Allen King has been named a 2021 George Barrett Social Justice Fellow. King will serve his one-year fellowship on the legal staff at Tennessee Justice for Our Neighbors, a Nashville-based nonprofit that provides free or low-cost immigration legal services to immigrants.
King’s appointment as a George Barrett Social Justice Fellow was announced by Dean Chris Guthrie and Assistant Dean and Martha Craig Daughtrey Director for Public Interest Spring Miller. “Allen is determined to use his legal education and training to serve under-represented immigrants and refugees. We look forward to the contributions he will make to Tennessee Justice for Our Neighbors and its clients as a Barrett fellow,” Miller said.
King is one of two 2021 George Barrett Social Justice Fellows whose appointments were announced this month; his classmate Vel Lewis will work as a Barrett Fellow in 2021-22 for the United Nations High Commissioner for Refugees.
King plans to spend his one-year fellowship developing an automated online system that uses a simple questionnaire to guide prospective clients through the JFON intake process. The information provided will help JFON legal staff determine eligibility for immigration relief. “The questionnaire will be translated into several languages so clients get the benefit of working in their native tongue,” King explained. “The goal is to allow JFON to screen many more people without significantly increasing the intake workload of the legal staff.”
King entered law school knowing he wanted to practice in the public interest. He found himself drawn to immigration law while taking the Immigration Practice Clinic with Professor Karla McKanders. “I really enjoyed the work and learned a lot,” he said. “Helping people navigate a really complex process successfully is exactly the kind of work I want to do.”
King also had firsthand experience with the American immigration system. His parents moved to the U.S. permanently from China’s Guangdong Province when King was four. The family settled in Florida and became naturalized American citizens. “Even as a child who didn’t have to deal with the immigration system directly, I could see that the immigration process was a struggle for my parents,” he said. “Immigration forms are complex even for native English speakers, and many immigrants arrive here with very limited English skills.”
King got the idea for his Barrett Fellowship project while working as a volunteer at a TN JFON Woodbine Clinic, where JFON staff attorneys and student volunteers screen prospective clients. The clinics are normally held at a Nashville church located in a neighborhood with a high immigrant population; during the pandemic, they were conducted by phone. King was taking Professor J.B. Ruhl’s Law 2050 course and realized that JFON could screen many more potential clients by using an automated intake questionnaire.
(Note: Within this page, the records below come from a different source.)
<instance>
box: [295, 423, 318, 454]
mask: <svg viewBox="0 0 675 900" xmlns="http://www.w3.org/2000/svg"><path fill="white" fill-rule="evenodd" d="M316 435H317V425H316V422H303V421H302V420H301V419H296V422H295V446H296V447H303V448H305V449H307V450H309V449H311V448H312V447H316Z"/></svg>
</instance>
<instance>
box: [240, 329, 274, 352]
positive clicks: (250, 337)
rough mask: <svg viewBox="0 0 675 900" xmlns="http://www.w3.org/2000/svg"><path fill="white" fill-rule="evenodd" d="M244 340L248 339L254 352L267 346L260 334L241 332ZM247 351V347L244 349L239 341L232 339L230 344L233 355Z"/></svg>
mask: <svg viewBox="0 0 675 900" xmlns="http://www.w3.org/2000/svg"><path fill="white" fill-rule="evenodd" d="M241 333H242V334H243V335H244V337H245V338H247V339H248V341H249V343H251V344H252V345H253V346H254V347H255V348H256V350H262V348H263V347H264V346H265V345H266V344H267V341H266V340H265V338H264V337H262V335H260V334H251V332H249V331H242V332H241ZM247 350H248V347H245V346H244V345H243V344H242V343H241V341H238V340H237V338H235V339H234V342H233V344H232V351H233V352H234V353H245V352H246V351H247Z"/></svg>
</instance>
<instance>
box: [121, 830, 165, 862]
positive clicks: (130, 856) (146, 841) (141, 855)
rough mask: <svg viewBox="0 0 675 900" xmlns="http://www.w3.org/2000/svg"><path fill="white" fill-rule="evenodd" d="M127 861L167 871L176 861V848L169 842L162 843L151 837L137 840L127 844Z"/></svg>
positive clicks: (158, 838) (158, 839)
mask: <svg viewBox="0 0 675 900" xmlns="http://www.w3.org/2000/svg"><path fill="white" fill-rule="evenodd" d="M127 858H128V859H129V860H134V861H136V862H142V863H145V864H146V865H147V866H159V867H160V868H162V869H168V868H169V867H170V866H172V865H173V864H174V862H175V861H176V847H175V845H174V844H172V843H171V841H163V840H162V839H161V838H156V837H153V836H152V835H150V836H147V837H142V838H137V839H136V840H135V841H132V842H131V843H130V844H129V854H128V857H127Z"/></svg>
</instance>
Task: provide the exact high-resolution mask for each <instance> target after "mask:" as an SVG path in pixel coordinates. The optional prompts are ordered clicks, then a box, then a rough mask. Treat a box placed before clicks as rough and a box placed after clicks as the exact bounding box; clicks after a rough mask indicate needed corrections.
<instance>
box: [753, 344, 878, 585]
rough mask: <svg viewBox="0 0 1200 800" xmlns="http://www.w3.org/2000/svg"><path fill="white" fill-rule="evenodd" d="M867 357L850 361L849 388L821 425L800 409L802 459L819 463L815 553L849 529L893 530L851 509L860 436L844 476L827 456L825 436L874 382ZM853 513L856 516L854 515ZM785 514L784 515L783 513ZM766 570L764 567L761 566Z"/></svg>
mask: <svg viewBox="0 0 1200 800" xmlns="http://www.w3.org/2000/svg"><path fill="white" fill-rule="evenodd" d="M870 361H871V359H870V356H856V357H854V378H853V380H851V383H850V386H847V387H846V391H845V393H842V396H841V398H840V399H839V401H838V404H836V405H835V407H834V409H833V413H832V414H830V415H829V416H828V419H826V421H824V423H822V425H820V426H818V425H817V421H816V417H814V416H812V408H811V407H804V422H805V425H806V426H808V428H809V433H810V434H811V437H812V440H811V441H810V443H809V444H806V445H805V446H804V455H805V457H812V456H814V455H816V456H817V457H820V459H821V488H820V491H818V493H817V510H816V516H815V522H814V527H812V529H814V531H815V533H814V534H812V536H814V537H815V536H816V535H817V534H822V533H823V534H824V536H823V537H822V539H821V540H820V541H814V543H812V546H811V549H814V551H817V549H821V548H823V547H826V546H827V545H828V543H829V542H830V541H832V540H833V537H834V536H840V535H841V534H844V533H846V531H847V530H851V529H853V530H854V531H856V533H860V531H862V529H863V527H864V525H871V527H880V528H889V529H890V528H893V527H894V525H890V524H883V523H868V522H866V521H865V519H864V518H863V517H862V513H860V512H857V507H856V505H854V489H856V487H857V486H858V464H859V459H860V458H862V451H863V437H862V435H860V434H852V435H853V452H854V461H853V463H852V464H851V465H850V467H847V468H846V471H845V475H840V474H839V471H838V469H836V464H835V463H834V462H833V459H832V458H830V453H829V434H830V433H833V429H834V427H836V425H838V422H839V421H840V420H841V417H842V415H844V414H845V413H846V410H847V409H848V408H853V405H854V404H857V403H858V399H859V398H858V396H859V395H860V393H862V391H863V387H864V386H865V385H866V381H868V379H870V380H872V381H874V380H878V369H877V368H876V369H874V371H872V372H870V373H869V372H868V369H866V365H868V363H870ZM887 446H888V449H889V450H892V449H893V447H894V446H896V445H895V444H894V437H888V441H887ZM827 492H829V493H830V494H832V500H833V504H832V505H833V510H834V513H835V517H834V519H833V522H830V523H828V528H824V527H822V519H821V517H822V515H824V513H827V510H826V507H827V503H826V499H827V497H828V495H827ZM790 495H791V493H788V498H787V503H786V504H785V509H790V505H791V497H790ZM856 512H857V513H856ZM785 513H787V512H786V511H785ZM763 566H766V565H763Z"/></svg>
Over the next year he plans to develop and deploy a simple online questionnaire that will allow immigrants to create their own profiles to help JFON legal staff determine their potential eligibility for immigration relief. “Some attributes might completely block an individual from legal immigration, while others increase their eligibility,” King said. “With immigration law, much of the work involves gathering information to assess eligibility. Integrating this sort of screening tool into JFON’s website, where lots of people can use it, increases access by identifying potential clients.”
King had studied computer science as an undergraduate at the University of Florida. “This project was a great way to meld my legal training with my training in computer science,” he said. He worked at the Woodbine clinic as a volunteer throughout his 3L year after taking the Immigration Practice Clinic in spring 2020.
“We are thrilled Allen will be joining Tennessee Justice for Our Neighbors. His commitment to serving our clients as demonstrated through his work in our legal clinic coupled with his previous experience may help TN JFON increase the number of clients we are able to serve,” said TN JFON Executive Director Tessa Lemos Del Pino. “Our first full-time attorney, Adrienne Kittos (’09), was a Vanderbilt Public Service Initiative Fellow. She eventually became our legal director and still serves as a volunteer attorney. We are so very thankful that Vanderbilt has been instrumental in growing our organizational capability.”
“I am very happy that a former participant of the Woodbine Immigration Clinic will continue doing great work for the immigrant community through the George Barrett Fellowship. We welcome Allen to the team and look forward to working with him to provide legal services to those in need,” said Alvaro Manrique Barrenechea LLM’19, a staff attorney at TN JFON.
Tennessee Justice for Our Neighbors was founded in 2008 and is a member of the National Justice for Our Neighbors network, which includes 18 legal services organizations hosting 50 legal clinics in 15 states.